There were many such curious mishaps in my life while interacting with the ever mysterious girls of our times, in and outside Santiniketan.
In my school days, on a visit to Digha with my mother and few others, I was on the beach on my own. Waves were in simple harmonic motion gently splashing on to the sand and quietly moving away. I was etching my name on the sand of the sea shore, invariably to be washed off by the next tiny wave. Somehow I got hooked to the game, each time I wrote my name- at times quite emphatically, the next wave would invariably flatten the letters into a smooth layer of sand. A girl, of my age-I reckon, in nicely clad flowery skirt silently tiptoed in and watched me for a while and said “Why are you writing your name on the sand? Write your name in my heart, it will not get wiped off.”
Actually in Bengali she said ‘Balite naam likhcho keno? Amar book-e lekho, muchbe na!”. I got simply blown off, thinking how could I possibly write a name on the flowery and puffy chest (the literal translation of ‘book’ in Bengali!) of a girl, that also in broad day light! The girl waited for some eternal moment, and left with a jerk suggesting the unspoken words ‘What an idiot, you are!’ When she was away by 20 yards or so, realizing that she was actually probing the nuances of the heart, I felt a sudden impulse to run to her and make some cherubic presentation to her heart; but in reality I watched her slowly move away and be lost among many people on the beach.
The truth is, me being a Patha Bhavana boy, was never smart enough to catch up with girls of our age, right from our school days.
Even in my college days, though personally I was never too petrified about spoken English, we specially avoided convent educated girls because we never felt too comfortable with their ‘phot’ ‘phot’ English often mixed with Bengali. I distinctly recall once after watching a movie in a popular Calcutta cinema hall, I was blown out of my wits when few girls discussed mode of transport back home- “Dhoro A Bus and Go Home Baba!” It took me quite a few minutes to comprehend what they were actually conversing, whether it was Greek or Hebrew! I was initially a bit tempted to interact with those rather smart looking college girls, but conversing in pure Bengali or in English was one thing, but to tackle this special brand of ‘Benglish’ appeared to be a tough proposition, and I refrained. In those day ‘Bong’ was not an in circulation phrase either.
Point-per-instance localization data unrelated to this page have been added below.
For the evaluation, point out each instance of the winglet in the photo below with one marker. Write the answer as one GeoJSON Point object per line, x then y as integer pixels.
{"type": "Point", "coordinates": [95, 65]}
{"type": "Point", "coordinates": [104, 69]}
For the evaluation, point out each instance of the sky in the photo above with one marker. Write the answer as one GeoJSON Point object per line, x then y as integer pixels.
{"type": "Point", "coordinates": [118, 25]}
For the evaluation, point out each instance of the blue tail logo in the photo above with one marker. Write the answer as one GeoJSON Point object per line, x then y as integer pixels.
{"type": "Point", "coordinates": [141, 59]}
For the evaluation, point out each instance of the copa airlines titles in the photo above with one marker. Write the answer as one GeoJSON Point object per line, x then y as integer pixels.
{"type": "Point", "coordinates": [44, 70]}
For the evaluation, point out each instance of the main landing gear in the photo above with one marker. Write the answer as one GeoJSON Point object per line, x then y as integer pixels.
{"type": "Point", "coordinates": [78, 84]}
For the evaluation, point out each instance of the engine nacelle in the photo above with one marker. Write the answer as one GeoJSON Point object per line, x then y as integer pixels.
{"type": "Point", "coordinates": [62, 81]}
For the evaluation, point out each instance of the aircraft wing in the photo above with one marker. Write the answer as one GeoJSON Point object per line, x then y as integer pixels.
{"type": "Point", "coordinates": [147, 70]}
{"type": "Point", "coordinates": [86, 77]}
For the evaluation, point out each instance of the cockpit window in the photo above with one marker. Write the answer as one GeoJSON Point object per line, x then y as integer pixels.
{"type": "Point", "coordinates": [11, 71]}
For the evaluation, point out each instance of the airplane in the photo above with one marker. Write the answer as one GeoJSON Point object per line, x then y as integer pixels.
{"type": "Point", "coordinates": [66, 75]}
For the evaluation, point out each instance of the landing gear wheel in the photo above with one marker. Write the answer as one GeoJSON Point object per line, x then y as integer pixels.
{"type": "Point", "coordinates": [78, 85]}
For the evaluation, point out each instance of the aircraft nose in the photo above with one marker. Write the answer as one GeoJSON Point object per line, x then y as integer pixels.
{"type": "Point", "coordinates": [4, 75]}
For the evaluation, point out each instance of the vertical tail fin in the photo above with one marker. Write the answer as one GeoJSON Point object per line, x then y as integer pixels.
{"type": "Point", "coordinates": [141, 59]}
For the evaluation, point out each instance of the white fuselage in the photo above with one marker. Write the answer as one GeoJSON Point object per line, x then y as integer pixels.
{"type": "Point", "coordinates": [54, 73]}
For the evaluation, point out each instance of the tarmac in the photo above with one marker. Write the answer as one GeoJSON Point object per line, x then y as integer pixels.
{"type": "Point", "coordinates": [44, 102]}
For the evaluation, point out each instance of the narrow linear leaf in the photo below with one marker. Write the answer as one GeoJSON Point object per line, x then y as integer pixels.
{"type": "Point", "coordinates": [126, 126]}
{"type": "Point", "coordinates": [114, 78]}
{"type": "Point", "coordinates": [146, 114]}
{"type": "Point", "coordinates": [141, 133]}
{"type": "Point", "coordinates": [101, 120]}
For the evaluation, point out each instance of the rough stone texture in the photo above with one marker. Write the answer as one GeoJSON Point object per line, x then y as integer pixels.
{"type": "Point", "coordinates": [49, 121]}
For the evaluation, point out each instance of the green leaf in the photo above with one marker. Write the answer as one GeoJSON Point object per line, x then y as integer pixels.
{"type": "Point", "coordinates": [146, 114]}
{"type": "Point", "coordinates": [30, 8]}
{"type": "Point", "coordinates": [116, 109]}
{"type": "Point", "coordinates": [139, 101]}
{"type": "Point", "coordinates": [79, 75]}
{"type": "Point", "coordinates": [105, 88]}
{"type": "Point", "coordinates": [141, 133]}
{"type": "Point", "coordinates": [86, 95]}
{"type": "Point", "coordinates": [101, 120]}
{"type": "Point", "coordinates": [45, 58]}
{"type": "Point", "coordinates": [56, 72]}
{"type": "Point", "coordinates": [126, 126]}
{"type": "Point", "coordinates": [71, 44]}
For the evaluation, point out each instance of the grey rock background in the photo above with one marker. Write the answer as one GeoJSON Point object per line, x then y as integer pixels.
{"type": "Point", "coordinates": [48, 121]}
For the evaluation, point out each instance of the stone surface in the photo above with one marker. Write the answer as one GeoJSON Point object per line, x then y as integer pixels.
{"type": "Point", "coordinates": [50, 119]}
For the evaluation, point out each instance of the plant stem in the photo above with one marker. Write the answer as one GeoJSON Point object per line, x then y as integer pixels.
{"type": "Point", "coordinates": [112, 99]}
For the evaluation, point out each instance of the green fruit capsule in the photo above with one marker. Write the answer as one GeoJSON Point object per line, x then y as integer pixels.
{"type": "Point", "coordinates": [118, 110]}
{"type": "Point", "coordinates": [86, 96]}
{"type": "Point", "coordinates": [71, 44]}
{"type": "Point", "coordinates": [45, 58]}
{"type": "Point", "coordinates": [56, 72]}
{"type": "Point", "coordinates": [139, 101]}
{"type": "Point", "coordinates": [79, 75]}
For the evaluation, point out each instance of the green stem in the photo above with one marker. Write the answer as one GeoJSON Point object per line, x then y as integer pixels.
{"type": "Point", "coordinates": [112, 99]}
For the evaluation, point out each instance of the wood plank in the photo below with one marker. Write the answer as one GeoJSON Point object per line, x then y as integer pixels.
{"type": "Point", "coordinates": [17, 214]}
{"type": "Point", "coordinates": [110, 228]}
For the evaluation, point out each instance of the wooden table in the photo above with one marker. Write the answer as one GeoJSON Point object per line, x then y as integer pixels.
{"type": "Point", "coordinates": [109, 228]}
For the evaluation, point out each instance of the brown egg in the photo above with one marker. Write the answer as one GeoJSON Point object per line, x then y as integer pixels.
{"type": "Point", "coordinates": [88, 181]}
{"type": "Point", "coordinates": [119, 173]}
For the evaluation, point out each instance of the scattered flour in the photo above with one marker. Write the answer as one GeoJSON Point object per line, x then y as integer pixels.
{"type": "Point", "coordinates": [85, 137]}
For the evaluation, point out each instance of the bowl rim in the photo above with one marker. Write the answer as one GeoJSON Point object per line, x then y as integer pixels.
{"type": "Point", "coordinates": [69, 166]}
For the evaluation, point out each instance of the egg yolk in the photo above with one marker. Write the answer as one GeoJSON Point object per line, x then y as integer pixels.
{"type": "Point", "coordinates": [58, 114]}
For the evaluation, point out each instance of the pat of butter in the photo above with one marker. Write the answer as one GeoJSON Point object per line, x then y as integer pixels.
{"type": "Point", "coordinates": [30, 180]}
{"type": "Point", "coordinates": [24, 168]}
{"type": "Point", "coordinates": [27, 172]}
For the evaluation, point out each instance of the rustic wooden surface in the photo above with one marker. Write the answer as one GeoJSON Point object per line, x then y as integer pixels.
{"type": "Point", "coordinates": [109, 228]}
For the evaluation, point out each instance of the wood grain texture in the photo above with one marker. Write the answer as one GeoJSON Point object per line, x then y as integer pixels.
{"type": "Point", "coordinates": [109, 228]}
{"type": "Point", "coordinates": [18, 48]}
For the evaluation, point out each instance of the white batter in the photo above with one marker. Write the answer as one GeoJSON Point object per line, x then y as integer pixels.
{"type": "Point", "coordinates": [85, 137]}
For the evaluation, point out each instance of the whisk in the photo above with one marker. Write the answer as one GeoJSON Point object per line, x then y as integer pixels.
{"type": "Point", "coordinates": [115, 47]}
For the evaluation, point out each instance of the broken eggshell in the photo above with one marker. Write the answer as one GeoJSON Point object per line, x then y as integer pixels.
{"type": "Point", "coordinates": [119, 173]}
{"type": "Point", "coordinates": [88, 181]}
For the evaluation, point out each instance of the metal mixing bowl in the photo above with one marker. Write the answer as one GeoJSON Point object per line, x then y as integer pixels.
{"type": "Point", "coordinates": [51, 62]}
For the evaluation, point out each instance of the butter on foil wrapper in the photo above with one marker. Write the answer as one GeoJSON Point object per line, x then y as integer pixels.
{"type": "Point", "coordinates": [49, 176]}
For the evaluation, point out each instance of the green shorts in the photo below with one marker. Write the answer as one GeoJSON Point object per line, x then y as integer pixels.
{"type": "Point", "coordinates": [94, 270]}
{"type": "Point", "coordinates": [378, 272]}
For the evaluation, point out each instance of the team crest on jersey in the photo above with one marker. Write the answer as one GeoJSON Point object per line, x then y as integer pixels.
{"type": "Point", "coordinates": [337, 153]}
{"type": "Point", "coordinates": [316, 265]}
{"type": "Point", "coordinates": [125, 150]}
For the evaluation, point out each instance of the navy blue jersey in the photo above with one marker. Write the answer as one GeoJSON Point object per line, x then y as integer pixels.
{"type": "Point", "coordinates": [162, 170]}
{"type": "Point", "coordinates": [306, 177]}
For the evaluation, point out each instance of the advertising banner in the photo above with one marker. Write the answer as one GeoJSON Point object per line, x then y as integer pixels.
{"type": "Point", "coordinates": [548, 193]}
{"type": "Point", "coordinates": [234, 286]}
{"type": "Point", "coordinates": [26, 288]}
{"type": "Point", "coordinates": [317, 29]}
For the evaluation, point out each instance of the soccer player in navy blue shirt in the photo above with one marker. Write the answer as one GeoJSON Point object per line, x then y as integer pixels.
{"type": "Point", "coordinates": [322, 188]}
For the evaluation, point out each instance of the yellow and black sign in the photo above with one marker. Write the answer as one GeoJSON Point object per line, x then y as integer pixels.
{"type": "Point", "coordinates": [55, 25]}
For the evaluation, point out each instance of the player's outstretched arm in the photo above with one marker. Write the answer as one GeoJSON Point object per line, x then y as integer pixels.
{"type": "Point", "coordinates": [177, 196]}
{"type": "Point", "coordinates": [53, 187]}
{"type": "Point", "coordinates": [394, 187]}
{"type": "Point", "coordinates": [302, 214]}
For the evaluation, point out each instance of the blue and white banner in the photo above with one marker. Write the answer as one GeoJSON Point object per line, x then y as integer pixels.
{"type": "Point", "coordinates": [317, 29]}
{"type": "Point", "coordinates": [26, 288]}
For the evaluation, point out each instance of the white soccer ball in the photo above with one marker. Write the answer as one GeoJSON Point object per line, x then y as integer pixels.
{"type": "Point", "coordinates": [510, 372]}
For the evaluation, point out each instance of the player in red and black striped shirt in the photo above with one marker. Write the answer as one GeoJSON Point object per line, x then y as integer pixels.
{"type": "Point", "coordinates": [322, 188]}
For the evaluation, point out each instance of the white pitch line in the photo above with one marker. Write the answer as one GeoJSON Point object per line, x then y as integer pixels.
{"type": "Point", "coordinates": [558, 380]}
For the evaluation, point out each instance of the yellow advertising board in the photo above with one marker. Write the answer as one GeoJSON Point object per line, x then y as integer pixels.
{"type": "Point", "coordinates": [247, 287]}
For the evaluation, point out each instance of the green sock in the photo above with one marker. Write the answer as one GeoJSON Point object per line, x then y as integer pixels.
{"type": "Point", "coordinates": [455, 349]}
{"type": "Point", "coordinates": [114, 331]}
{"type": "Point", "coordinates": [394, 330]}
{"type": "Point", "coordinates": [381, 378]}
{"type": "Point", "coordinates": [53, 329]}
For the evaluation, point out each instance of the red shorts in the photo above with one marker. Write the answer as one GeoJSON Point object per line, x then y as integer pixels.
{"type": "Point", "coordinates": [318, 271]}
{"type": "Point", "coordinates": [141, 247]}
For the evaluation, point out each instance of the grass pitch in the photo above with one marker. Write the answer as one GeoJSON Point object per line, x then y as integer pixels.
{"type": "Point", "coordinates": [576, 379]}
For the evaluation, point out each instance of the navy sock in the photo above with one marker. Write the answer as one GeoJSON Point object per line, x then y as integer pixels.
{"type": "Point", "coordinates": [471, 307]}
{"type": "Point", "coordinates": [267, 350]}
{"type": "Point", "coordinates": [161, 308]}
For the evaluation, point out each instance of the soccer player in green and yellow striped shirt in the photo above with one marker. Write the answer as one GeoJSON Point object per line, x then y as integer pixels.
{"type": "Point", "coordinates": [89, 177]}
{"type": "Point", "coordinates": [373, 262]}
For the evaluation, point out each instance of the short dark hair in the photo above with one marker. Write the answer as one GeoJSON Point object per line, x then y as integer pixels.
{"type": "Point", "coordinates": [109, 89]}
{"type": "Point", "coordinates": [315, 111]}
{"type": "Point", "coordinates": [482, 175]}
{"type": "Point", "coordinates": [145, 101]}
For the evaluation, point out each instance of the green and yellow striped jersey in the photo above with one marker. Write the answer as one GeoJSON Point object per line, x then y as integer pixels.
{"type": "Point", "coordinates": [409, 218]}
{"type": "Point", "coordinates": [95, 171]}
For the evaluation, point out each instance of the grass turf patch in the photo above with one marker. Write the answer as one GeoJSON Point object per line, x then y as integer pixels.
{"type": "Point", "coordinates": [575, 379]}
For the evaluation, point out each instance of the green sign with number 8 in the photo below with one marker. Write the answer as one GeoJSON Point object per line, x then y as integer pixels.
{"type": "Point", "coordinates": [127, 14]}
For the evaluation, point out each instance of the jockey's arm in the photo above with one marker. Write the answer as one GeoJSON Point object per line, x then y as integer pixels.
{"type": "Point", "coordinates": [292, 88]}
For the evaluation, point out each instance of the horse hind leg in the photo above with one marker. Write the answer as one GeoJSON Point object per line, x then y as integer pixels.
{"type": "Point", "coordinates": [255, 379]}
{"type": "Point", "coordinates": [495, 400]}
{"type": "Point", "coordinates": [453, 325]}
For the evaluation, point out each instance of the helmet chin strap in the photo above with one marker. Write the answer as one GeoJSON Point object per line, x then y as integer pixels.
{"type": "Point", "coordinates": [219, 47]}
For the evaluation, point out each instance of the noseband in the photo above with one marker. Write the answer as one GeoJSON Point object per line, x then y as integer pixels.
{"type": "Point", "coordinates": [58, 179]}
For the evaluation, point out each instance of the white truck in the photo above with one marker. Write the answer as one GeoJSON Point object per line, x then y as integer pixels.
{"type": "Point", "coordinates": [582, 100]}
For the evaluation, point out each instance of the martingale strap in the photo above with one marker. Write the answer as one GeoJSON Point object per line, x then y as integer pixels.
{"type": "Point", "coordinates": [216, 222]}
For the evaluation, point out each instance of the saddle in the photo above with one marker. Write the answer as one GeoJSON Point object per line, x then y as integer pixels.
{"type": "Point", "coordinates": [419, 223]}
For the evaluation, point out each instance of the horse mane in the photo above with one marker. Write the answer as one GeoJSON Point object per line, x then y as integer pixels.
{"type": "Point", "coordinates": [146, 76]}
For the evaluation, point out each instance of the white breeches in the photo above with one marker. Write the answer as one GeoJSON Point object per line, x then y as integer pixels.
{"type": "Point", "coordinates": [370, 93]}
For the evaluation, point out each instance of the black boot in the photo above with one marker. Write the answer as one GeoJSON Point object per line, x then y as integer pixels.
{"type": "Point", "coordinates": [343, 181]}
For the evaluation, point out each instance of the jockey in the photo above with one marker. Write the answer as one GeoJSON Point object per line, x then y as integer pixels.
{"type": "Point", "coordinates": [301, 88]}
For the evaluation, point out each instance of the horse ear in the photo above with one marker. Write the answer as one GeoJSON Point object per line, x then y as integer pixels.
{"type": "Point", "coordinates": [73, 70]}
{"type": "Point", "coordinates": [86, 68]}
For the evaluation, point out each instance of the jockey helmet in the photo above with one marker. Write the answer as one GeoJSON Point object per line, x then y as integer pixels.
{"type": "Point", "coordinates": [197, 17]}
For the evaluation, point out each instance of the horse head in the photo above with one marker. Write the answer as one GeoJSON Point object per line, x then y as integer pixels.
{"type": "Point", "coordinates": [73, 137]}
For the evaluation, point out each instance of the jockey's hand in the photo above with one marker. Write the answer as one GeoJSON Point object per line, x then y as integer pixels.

To top all these when I was a 3rd year graduate student, I had a chance encounter with a first year convent educated girl from Shillong who took admission in Visva Bharati. She was on the basket court in the evening; where as, I was practising cricket on the bitumen road near the Ashrama play ground with few others. We just got introduced a few days before, seeing me wielding my cricket bat on the bitumen road, which was supposed to be a road rather than a cricket pitch, she walked up to me and said “ You are a nut”. I was desperately searching my brain for a suitable answer, after all a 3rd year lad is not supposed to be ragged by a first year girl so I shot back without thinking much “Oh is it? Then, you are a nut with cream, delicious to eat”. She promptly quipped back “As if you tasted!”, gave me a tantalizingly naughty look and moved away. So many things could have happened after that, my taste buds were always sprightly alive in those days; but I went numb in my brain to the convent educated street smart intelligence, I never had the instinct to follow up the interaction. I just watched her move away to Benukunja, then to her hostel…that was effectively the end on the story, well naturally!
Do you think all these episodes are real? Well, may be or may be not, maybe some are real, some others are imaginary. I leave this to the the readers; but the essence of all these stories of a Patha Bhavana and Santiniketan lad’s interaction with girls, is essentially true.